Locally, the fishing industry has to take responsibility for reducing the herbivorous fish populations to a ludicrous low. This has been done partly by failing to fish for predator species, but almost universally, people overfish the herbivores. Water quality and disease are both minor factors in the most common reef degradations.

At 1.3m and 46kg, the largest of the browsers is the green humphead parrotfish, Bolbometopon muricatum. The paper classes him as a scraper/excavator! One of the worries is the effect of territorial damselfish. They are little-fished, so assume a large profile in fished communities. Unfortunately, unlike the useful grazer herbivores such as Kyphosids and Siganids (eg. the drummers or sea-chubs), they farm algae and thereby provide a dangerous increase in their "turf."

This paper by CB Edwards and nine colleagues from the Scripps Institute of Oceanography at UC, San Diego, Oceanlink, the National Geographic Society, NOAA, the University of Hawaii, the Australian Institute of Marine Sciences and the Nature Conservancy in Australia appears today. They present their paper in the Proceedings of the Royal Society B.
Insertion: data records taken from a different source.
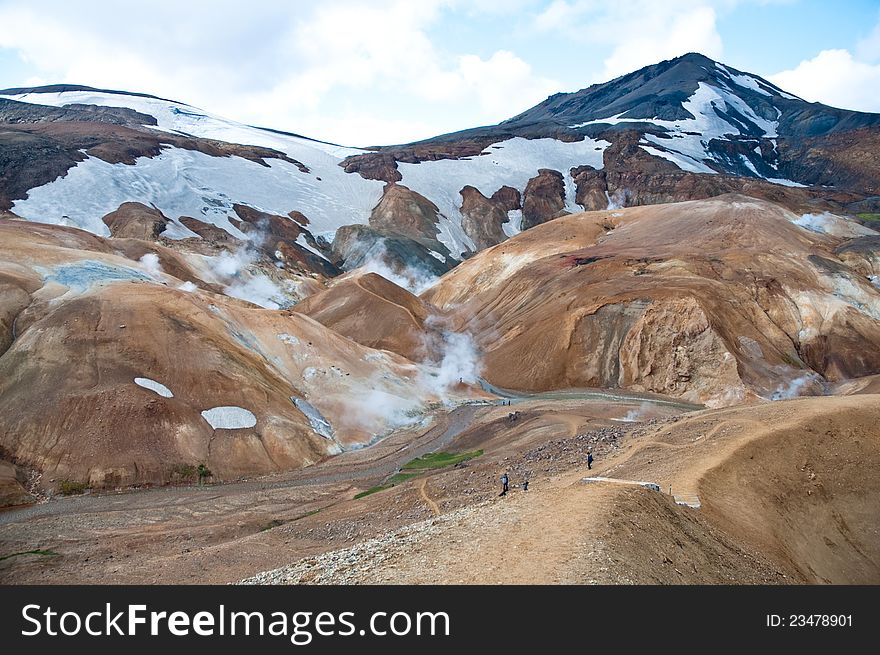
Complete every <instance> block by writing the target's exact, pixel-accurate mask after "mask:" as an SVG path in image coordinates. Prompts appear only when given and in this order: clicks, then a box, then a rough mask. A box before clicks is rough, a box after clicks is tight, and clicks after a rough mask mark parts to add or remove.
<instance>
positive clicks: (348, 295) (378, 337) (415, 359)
mask: <svg viewBox="0 0 880 655" xmlns="http://www.w3.org/2000/svg"><path fill="white" fill-rule="evenodd" d="M294 311H296V312H298V313H301V314H305V315H306V316H309V317H310V318H313V319H315V320H316V321H318V322H319V323H321V324H322V325H325V326H326V327H328V328H330V329H332V330H334V331H335V332H338V333H339V334H341V335H343V336H345V337H347V338H349V339H351V340H352V341H356V342H357V343H359V344H361V345H363V346H368V347H370V348H376V349H379V350H387V351H390V352H394V353H397V354H398V355H401V356H403V357H406V358H407V359H410V360H412V361H420V360H423V359H425V356H426V347H427V339H426V338H425V321H426V320H427V318H428V316H429V315H430V310H429V309H428V307H427V305H426V304H425V303H424V302H422V301H421V300H419V299H418V298H417V297H416V296H414V295H413V294H411V293H409V292H407V291H406V290H405V289H402V288H400V287H399V286H397V285H395V284H393V283H391V282H389V281H388V280H387V279H385V278H384V277H382V276H380V275H377V274H376V273H365V274H362V275H359V274H357V273H354V274H352V275H351V276H346V277H345V278H344V279H340V280H339V281H338V282H336V283H335V284H333V285H332V286H331V287H330V288H329V289H327V290H326V291H322V292H320V293H316V294H314V295H312V296H309V297H308V298H306V299H305V300H303V301H302V302H300V303H298V304H297V305H296V306H295V307H294Z"/></svg>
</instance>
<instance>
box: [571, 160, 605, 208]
mask: <svg viewBox="0 0 880 655" xmlns="http://www.w3.org/2000/svg"><path fill="white" fill-rule="evenodd" d="M571 179H572V180H574V183H575V189H576V193H575V202H576V203H577V204H579V205H580V206H581V207H583V208H584V210H585V211H595V210H597V209H605V208H606V207H607V206H608V181H607V180H606V179H605V171H597V170H596V169H595V168H593V167H592V166H578V167H577V168H572V169H571Z"/></svg>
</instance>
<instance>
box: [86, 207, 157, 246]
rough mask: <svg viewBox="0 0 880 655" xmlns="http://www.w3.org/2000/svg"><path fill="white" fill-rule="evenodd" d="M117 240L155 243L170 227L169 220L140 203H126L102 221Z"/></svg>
mask: <svg viewBox="0 0 880 655" xmlns="http://www.w3.org/2000/svg"><path fill="white" fill-rule="evenodd" d="M101 220H102V221H104V224H105V225H106V226H107V227H108V228H110V234H111V235H112V236H114V237H116V238H128V239H143V240H145V241H155V240H156V239H158V238H159V235H160V234H162V232H164V231H165V228H166V227H167V226H168V222H169V221H168V218H167V217H166V216H165V215H164V214H163V213H162V212H160V211H159V210H158V209H156V208H154V207H147V206H146V205H144V204H142V203H139V202H124V203H122V204H121V205H119V209H117V210H116V211H113V212H110V213H109V214H107V215H106V216H104V218H102V219H101Z"/></svg>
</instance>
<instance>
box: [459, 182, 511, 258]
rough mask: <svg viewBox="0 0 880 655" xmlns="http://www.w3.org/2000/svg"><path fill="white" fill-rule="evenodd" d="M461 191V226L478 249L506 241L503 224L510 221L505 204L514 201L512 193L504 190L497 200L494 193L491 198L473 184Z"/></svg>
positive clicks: (494, 244)
mask: <svg viewBox="0 0 880 655" xmlns="http://www.w3.org/2000/svg"><path fill="white" fill-rule="evenodd" d="M505 188H507V189H509V188H510V187H505ZM460 193H461V227H462V229H463V230H464V233H465V234H467V235H468V236H469V237H470V238H471V240H472V241H473V242H474V245H475V246H476V247H477V249H478V250H482V249H483V248H488V247H490V246H494V245H495V244H497V243H501V242H502V241H504V240H505V239H506V238H507V235H506V234H504V230H503V229H502V227H501V226H502V225H503V224H504V223H506V222H507V221H508V218H507V210H506V209H505V205H506V204H509V203H510V202H511V201H512V197H511V196H510V194H509V193H508V192H503V193H502V195H501V197H500V198H499V199H497V200H496V199H495V196H494V195H493V196H492V198H491V199H490V198H487V197H486V196H484V195H483V194H482V193H480V191H479V189H477V188H475V187H472V186H466V187H464V188H463V189H462V190H461V192H460ZM496 193H498V192H496ZM517 195H519V194H517ZM505 200H506V201H507V202H506V203H505Z"/></svg>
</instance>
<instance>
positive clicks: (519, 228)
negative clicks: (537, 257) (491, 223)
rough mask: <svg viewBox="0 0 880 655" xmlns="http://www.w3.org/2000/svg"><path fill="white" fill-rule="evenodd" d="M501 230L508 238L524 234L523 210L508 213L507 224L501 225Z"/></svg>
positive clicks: (506, 222) (514, 209) (508, 211)
mask: <svg viewBox="0 0 880 655" xmlns="http://www.w3.org/2000/svg"><path fill="white" fill-rule="evenodd" d="M501 229H502V230H503V231H504V234H506V235H507V236H508V238H510V237H513V236H516V235H517V234H519V233H520V232H522V209H511V210H510V211H508V212H507V222H506V223H502V224H501Z"/></svg>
The research takes on board the loss of biomass, large species and certain functional groups because of herbivore fisheries and counts out the abundance, biomass of herbivores and the composition of their community. One finding that is herbivorous fish populations might have to be managed so that they are much larger than normal, just to get rid of the algae on degraded reefs. Even the lovely if inelegant parrot fish has its place in the ecosystem as a recycler.

The populations of this large coral-cruncher are often composed of quite small groups, while over-fishing has reduced their effects to a great extent. Unfished reefs still occur on distant islands, but the problems of overfishing on reefs are so very great. The authors recommend management of biomass and the composition of key groups of fish such as herbivores. The unfished islands of the Pacific provide a template at the moment for how ecosystems should work.